星が歌ってくれるなら ~ハープ奏者は愛をつまびく~
いよいよ、コンサート当日。
その日は平日で、詩季はシフトを調節して休みにしていた。
午後六時半開場、七時開演で九時閉演予定だ。
待ちきれない気持ちを押さえて、花束を持って六時半に会場に入った。ドレスコードは特にないが、この日のためにワンピースを新調した。
会場である市民会館の壁には彼のポスターが貼ってあった。
ハープ界の超新星! と書かれているポスターにムッとした。超新星なんて最後の爆発じゃん、と不機嫌に眺める。彼はこれからもっと輝くのだから、これはふさわしくない。
花束を受付で預けたあと、物販を覗く。
ハープの絵柄のバッグや名前入りマグカップなどがあってどれも欲しくなったが、厳選してハープの形のマグネットと彼が演奏している姿のクリアファイル、ポストカードを買った。
詩季の席は二階の奥の端だった。赤茶の椅子の座面を下ろして座ってパンフレットを見ると、写真の彼は、ハープを手に真剣な顔をしていた。その下には彼の略歴と今日のプログラムが書かれている。

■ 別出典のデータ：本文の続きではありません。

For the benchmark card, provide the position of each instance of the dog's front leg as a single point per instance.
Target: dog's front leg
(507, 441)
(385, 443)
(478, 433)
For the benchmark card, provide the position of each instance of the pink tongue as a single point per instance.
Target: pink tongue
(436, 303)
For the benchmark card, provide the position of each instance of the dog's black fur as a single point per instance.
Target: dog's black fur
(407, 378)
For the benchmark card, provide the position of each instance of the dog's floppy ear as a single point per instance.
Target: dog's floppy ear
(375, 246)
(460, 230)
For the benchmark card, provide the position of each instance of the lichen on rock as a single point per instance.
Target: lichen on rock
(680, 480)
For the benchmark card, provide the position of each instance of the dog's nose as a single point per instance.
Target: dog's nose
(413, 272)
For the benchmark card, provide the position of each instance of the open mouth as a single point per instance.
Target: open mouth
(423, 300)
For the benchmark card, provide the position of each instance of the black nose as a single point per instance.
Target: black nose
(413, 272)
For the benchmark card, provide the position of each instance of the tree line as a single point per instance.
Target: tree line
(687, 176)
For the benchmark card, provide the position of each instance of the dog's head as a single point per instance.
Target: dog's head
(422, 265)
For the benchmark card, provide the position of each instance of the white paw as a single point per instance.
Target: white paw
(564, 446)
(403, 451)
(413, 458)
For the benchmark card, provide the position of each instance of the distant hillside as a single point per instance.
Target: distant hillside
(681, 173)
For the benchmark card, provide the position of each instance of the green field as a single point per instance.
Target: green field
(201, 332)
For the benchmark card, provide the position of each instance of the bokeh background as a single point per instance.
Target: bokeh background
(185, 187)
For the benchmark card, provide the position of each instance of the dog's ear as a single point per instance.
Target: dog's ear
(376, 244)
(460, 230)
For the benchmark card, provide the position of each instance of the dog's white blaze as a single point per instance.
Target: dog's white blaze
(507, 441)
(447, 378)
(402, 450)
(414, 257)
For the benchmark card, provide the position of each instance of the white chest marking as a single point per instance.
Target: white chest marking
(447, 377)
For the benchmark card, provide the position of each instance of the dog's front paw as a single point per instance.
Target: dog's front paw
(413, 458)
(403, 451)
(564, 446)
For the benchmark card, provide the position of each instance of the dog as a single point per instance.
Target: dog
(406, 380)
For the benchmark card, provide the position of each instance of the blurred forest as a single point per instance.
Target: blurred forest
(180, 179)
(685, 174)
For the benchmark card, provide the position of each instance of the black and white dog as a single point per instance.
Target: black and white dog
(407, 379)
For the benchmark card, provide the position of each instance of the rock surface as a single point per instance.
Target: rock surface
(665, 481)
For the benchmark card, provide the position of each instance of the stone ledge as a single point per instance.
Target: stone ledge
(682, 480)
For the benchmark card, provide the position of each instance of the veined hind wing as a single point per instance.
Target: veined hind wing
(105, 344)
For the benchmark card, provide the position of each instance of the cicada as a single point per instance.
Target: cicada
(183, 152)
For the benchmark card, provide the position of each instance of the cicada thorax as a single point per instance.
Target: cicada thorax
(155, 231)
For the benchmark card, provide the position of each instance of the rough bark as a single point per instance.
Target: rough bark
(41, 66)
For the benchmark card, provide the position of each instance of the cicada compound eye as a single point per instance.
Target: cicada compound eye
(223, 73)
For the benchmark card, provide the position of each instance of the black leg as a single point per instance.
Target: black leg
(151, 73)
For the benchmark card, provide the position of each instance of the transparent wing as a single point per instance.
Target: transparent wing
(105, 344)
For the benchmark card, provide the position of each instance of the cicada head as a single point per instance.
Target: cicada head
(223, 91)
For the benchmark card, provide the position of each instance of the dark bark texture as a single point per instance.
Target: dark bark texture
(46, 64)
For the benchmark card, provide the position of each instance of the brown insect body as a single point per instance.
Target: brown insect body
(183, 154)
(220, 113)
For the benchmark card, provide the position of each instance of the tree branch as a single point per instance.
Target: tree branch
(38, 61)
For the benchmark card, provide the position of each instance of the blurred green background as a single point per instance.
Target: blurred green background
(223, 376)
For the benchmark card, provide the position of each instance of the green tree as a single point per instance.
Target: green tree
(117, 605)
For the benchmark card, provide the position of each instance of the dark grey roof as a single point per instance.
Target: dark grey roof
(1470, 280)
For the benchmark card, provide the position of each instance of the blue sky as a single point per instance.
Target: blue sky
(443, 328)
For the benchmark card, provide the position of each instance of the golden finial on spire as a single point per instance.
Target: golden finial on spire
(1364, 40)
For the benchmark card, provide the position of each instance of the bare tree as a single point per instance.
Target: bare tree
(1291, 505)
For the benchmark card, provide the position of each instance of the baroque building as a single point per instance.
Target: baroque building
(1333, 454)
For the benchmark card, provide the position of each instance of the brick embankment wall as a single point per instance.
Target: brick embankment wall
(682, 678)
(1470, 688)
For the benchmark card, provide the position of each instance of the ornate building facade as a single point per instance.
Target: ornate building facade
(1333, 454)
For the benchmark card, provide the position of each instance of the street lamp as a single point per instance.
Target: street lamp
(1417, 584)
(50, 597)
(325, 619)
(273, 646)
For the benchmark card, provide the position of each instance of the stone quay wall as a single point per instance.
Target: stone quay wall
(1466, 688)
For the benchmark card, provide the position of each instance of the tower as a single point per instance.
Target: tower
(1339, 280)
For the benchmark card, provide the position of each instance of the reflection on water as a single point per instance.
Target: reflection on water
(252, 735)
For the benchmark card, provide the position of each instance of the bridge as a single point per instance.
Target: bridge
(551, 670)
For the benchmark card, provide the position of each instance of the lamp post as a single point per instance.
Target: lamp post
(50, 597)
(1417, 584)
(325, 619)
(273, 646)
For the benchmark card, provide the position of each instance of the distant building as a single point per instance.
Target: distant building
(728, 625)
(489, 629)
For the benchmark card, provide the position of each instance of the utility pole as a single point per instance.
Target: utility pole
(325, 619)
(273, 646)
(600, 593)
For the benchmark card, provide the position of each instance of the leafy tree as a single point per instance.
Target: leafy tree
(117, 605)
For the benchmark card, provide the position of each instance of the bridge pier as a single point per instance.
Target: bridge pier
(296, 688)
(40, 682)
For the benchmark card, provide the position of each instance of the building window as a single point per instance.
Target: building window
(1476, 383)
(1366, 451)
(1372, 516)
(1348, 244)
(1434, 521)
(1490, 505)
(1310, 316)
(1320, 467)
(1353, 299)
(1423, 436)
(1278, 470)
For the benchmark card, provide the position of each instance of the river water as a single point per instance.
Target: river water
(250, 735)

時間とともに人が増えて二階の奥まで満席になったが、圧倒的に女性が多かった。
七時を迎えて開演すると、絃斗が現れた。遠い席だから、彼はステージに小さく見えた。
それでも緊張しているのがわかったし、応援の気持ちを込めて、ほかの観客に負けじと大きく拍手をした。
深々とお辞儀した彼が顔を上げたとき、目が合った気がしてどきっとした。
彼がグランドハープの前に座ると拍手がやみ、緊張した静寂が会場を包んだ。全員が彼を注目してその音を待つ。